Clout HMO pops up in Rezko case
Key figures from the old Chicago HMO are back in the spotlight due to trial
It had big-time connections and a bevy of Bears as pitchmen.
Walter Payton, Dan Hampton, Dave Duerson -- all helped Chicago HMO quickly become the dominant HMO here in the 1980s.
The company made multimillion-dollar deals with the state of Illinois to offer health care for 100,000 welfare recipients.
It signed up thousands of government workers from the city of Chicago, Cook County and the state; Chicago public school teachers, too.
It struck deals with the labor unions that represented many of them -- including one deal that involved a bribe.
In 1993, Chicago HMO's owners cashed out. They sold the company to United Healthcare Corp. for more than $400 million.
Today, many of the people who built Chicago HMO are back in the spotlight, this time thanks to the ongoing corruption trial of Tony Rezko, the political fund-raiser who became a top adviser to Gov. Blagojevich. There's:
• STUART LEVINE,the star witness against Rezko. The 62-year-old Levine was a shareholder in Chicago HMO and also its attorney. Chicago HMO's chairman was his late cousin, Theodore Tannebaum, a multimillionaire who once owned the franchise rights for all McDonald's restaurants in Canada. Levine testified at Rezko's trial that he passed a bribe to former Ald. Edward R. Vrdolyak so Chicago HMO could get a deal with the postal workers' union.

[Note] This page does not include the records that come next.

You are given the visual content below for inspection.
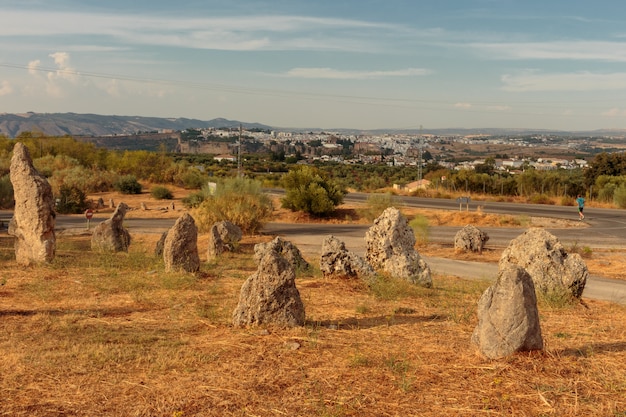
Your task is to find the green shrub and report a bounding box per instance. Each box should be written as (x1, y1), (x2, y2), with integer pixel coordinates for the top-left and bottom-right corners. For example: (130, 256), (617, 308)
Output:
(182, 191), (206, 208)
(529, 194), (553, 204)
(409, 214), (430, 244)
(55, 185), (89, 214)
(113, 175), (141, 194)
(192, 178), (272, 234)
(613, 184), (626, 208)
(176, 169), (208, 190)
(0, 175), (15, 209)
(281, 166), (345, 216)
(358, 193), (402, 222)
(150, 185), (174, 200)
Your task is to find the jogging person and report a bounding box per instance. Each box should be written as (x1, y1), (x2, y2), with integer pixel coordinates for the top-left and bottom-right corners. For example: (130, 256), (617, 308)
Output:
(576, 194), (585, 220)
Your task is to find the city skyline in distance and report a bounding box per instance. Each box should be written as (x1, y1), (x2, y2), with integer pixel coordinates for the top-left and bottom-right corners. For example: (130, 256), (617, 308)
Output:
(0, 0), (626, 131)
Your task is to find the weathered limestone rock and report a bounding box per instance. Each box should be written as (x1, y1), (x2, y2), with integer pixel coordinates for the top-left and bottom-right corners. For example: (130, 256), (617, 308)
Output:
(206, 225), (226, 260)
(207, 221), (243, 259)
(254, 237), (311, 271)
(320, 236), (375, 278)
(472, 264), (543, 359)
(8, 142), (56, 265)
(154, 231), (167, 256)
(365, 207), (433, 288)
(233, 250), (305, 327)
(454, 224), (489, 253)
(163, 213), (200, 272)
(500, 227), (589, 298)
(91, 202), (130, 252)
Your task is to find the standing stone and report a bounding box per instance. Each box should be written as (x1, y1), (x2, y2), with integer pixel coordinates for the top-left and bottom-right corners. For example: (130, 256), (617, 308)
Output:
(365, 207), (433, 288)
(163, 213), (200, 273)
(207, 225), (226, 260)
(254, 237), (311, 271)
(454, 224), (489, 253)
(233, 250), (305, 327)
(320, 236), (375, 279)
(472, 264), (543, 359)
(91, 202), (130, 252)
(207, 221), (243, 259)
(500, 227), (589, 298)
(8, 142), (56, 265)
(154, 230), (167, 256)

• DR. ROBERT WEINSTEIN, who was Chicago HMO's president. Weinstein is an unindicted "co-schemer" in the Rezko case for his alleged involvement in various kickback schemes involving state pension funds for teachers. Weinstein and Levine were co-executors of Tannebaum's $100 million estate. Levine has testified he bilked Tannebaum's estate out of $2 million, splitting the money with Weinstein and Sven Philip-Sorenson, a Swedish businessman who was a major shareholder and board member of Chicago HMO.
• WILLIAM F. CELLINI -- another unindicted "co-schemer" in the Rezko case -- hired by Chicago HMO to lobby state officials for business. Cellini's a longtime Republican power broker who had an influential role in state government under former Governors James R. Thompson and Jim Edgar. Under Thompson and Edgar, the state gave Chicago HMO more than $780 million to insure welfare recipients, plus another $130 million to insure state workers.
During Rezko's trial, prosecutors have played a secretly recorded, April 2004 phone conversation between Levine and Joseph Senese, president of Local 707 of the National Production Workers, which was once Chicago HMO's largest private subscriber. On the tape, Levine, then a member of the state teachers pension board, and Senese talk about the possibility of the state investing $200 million with a developer tied to Senese -- a deal that never went through.
Senese is the son of reputed mobster Dominic Senese, who was the target of a would-be mob hit in 1988. Struck by a shotgun blast while opening the security gate outside his Oak Brook home, the elder Senese survived, dying three years later, reportedly from cancer.
Chicago HMO was a target of a 1987 Chicago Sun-Times investigation -- dubbed the "Health-Care Hustlers." The newspaper found that the state barely monitored HMOs that covered welfare recipients and that patients were often treated by doctors who had repeatedly been sued for medical malpractice. A few years later, the Illinois attorney general's office sued, charging that one of Chicago HMO's doctors wasn't even licensed to practice medicine.
Weinstein once worked for Roosevelt Memorial Hospital, which set up a health plan to cover welfare recipients. A $1 million fraudulent-billing scheme led to the conviction of seven top hospital officials or other employees. The Roosevelt Health Plan was renamed Chicago HMO.
Among Chicago HMO's earliest investors was the late Charles R. Swibel, longtime chairman of the Chicago Housing Authority, who was also a major fund-raiser for Mayor Byrne. Swibel was a longtime friend of Tannebaum and Vrdolyak.